Jackpot! Over a Hundred Nearby Planets Discovered!
A 20-year survey has yielded over 100 planets in solar systems relatively close to our own. The study has found 60 new exoplanets, one of which is a ‘super-Earth,’ and evidence of 54 others.
The super-Earth is Gliese 411b, a “hot super-Earth with a rock Surface.” Gliese 411b orbits Lalande 21185, a red dwarf that is the sixth-closest star and the fourth-closest system to the Sun. Gliese 411b is one of the first planets to be discovered orbiting Lalande, and, at only 8.1 light years away, it is one of the closest-known planets to Earth outside of our Solar System.
But even closer exoplanets are expected to be found. According to Mikko Tuomi, with the University of Hertfordshire’s Centre for Astrophysics, researchers are increasingly finding that nearby stars “appear to have planets orbiting them.”
“This is something astronomers were not convinced about, even as little as five years ago,” Tuomi said in a statement. “These new planets also help us better understand the formation processes of planetary systems and provide interesting targets for future efforts to image the planets directly.”
The discovery of 411b and the estimated 59 other planets was done through the Lick-Carnegie Exoplanet Survey, in which the Keck-I telescope in Hawaii was mounted with a spectrometer to identify 114 planets and an estimated 1,600 stars since the experiment began in the 1990s.

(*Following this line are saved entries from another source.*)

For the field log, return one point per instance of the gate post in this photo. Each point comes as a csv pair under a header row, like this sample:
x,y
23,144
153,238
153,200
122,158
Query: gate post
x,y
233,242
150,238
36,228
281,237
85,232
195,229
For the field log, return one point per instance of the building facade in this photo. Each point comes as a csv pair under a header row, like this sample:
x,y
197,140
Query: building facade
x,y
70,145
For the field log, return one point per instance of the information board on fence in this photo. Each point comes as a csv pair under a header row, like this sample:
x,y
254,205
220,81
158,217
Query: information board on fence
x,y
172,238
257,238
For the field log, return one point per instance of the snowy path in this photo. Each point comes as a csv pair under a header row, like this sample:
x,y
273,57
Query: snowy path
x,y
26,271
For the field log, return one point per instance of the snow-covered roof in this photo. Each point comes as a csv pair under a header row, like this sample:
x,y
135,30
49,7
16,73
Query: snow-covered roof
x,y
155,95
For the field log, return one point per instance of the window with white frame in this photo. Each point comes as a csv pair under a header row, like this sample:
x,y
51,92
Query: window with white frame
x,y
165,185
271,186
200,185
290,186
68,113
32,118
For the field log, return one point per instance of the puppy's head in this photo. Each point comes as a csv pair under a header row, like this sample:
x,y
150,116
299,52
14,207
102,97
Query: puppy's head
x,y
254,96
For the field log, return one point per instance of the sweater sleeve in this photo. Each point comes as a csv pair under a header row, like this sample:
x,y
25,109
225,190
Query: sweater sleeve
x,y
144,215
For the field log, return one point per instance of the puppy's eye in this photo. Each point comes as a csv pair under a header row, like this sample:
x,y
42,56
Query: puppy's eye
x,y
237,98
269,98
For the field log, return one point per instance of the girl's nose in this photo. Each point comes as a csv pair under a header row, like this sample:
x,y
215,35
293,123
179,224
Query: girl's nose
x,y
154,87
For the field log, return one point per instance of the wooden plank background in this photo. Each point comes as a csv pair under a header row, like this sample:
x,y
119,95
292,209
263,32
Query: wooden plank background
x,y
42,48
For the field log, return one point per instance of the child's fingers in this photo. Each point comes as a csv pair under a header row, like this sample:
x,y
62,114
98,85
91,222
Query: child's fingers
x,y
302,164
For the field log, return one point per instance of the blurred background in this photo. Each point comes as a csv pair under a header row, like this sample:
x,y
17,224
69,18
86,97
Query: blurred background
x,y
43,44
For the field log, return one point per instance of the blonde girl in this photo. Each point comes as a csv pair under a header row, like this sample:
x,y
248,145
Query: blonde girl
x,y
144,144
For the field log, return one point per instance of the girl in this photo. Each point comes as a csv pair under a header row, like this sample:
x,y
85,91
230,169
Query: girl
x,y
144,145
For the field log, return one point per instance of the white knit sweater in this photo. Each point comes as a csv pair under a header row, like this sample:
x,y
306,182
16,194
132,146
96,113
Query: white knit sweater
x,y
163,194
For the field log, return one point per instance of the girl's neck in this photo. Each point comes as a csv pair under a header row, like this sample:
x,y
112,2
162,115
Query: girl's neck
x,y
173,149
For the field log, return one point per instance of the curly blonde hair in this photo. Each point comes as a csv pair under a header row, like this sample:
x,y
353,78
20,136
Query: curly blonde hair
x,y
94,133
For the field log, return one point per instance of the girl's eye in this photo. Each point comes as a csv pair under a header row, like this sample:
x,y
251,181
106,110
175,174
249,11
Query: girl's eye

Team members call the project an effort to “democratize the search for planets,” as Yale’s Greg Laughlin put it. “Anyone can download the velocities published on our website and use the open source Systemic software package and try fitting planets from the data.”
“The best way to advance the field and further our understanding of what these planets are made out of is to harness the abilities of a variety of precision radial velocity instruments, and deploy them in concert,” said team member Jennifer Burt of MIT. “But that will require some big teams to break from tradition and start leading serious cooperative efforts.”
But before you start planning a vacation to 411b, consider packing some sunscreen. The name “super-Earth” refers exclusively to size: super-Earths are planets with a mass higher than Earth’s but lower than that of Uranus, a planet that is 15 times as massive as our home world. Super-Earths can be gas dwarves, ocean worlds, or rocky planets, such as our own. 411b’s close proximity to its star, completing an orbit in 10 days, makes it too hot to support human life.
In 2018, NASA will launch the Transiting Exoplanet Survey Satellite (TESS), which is expected to detect over 1,000 nearby exoplanets.